HalfBaker, Oct 04 2007
  

       //Very neat. I just hope it's done soon, though-- nitrate film disintegrates (literally) after a hundred years or so.//   

       So does acetate, and the time may be well under 100 years if storage conditions are not good. The big problem with nitrate film isn't just that it disintegrates, but that the products of such disintegration are extremely flammable and may sometimes self-ignite.
supercat, Oct 04 2007
  

       Take another tangent; good idea, wrong application in my opinion...   

       Decomposing nitrate, diacetate and acetate film sometimes develops dimensional instability in the form of blisters, buckles or waviness that is difficult to "smooth out" optically due to varying image geometry. This scanner could contribute to a smoother playback by using some form of mesh deformation algorithm to "de-warp" the image. Using a "normal" sample of a bit of film in the reel that is fairly flat and undeformed, you could map the deformed frames to this "ideal" mesh and hopefully remove some of the geometric distortion.   

       Of course, I am speaking of terminally decomposing film; film that is often written off as being unrecoverable or beyond economical recovery efforts.   

       While the economic viability (i.e., profitability) of developing such a tool would be next to nothing, it would be a real boon to film archivists.   

       In fact, I was searching the internet for a pre-fab solution to this very problem when I ran across this site!
kinemech, Mar 27 2008
  

       I'm somewhat curious about film restoration; how often will a film have usable images and yet be too brittle and deformed to scan using conventional means? If a film became impossibly brittle, and yet the emulsion was still stuck soundly to the base, I would think it might be possible to carefully use a knife to cut off strips of 2-6 frames at a time and scan them; the holographic scanner idea could help greatly if the strips didn't lie flat (trying to force the strips to lie flat could easily destroy the images thereon). I would think some restorationists would cringe at the idea of chopping a roll of rare movie film into little pieces, but using such an approach one could avoid having to flex the original material at all.   

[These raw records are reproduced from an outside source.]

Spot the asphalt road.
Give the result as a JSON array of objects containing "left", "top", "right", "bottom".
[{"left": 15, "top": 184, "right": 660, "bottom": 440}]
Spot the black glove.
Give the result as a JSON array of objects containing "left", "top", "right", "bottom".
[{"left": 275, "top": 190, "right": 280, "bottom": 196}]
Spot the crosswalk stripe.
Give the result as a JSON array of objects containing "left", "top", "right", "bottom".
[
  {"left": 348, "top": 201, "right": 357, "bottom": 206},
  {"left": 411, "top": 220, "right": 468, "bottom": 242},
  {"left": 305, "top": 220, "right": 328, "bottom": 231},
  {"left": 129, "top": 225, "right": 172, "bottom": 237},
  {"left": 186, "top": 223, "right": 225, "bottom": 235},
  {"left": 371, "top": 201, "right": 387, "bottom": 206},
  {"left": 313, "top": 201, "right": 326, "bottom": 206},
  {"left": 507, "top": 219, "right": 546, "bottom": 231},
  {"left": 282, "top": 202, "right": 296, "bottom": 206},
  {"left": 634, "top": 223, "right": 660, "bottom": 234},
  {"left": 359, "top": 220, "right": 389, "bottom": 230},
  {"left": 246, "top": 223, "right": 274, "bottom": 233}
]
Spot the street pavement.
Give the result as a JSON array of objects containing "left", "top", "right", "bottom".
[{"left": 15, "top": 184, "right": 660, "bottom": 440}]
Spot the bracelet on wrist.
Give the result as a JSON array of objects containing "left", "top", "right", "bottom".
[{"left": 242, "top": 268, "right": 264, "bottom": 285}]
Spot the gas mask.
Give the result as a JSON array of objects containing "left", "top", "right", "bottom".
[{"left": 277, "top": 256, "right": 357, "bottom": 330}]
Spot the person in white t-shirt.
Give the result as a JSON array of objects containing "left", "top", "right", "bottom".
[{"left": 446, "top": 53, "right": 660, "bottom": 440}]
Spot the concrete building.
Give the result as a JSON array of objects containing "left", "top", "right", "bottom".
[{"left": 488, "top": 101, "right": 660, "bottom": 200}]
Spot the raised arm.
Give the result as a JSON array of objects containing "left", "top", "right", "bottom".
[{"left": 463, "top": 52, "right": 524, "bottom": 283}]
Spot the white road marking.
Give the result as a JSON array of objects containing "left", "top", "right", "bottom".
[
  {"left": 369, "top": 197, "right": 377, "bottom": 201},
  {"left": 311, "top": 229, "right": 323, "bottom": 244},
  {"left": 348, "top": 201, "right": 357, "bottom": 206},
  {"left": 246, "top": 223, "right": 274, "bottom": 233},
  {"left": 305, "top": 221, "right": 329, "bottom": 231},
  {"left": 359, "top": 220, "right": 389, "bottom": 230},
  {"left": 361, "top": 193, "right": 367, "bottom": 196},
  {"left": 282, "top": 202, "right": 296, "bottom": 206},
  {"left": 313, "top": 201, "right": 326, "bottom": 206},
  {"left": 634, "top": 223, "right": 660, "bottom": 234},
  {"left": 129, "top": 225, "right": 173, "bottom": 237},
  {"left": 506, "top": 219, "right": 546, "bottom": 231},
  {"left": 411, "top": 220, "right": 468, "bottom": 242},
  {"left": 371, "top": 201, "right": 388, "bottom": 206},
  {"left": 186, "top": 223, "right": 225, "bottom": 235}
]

       Of course, that leaves open the question: if movie film has degraded to that point, is the emulsion likely to remain attached?
supercat, Mar 28 2008
  

       It is very hard to generalize how film degrades, but, yes, you can have a film so brittle it cannot be unrolled from the reel without it snapping AND still have very viable images on the emulsion.   

       ( too bad you cannot post images here or I would show you an example )   

       When the film HAS reached this point, archivists are all for whatever is required to copy the film if it is unique and in active decomposition.   

       The film is going away anyway, so either do nothing and loose everything OR try whatever you can and retain something.   

       Your idea to do it in strips is not unique; it is being done in several labs I know of -- they simply wind the film out on to a backlit table and use a digital camera to take frame grabs of the images for later digital processing.   

       Not perfect, but it DOES save something and can result in some decent images.   

       You would be amazed at the physical condition a roll of film can degrade to and still retain enough information to make it worthwhile to copy.   

       If it is the ONLY known copy in the World, then you try real hard to recover it.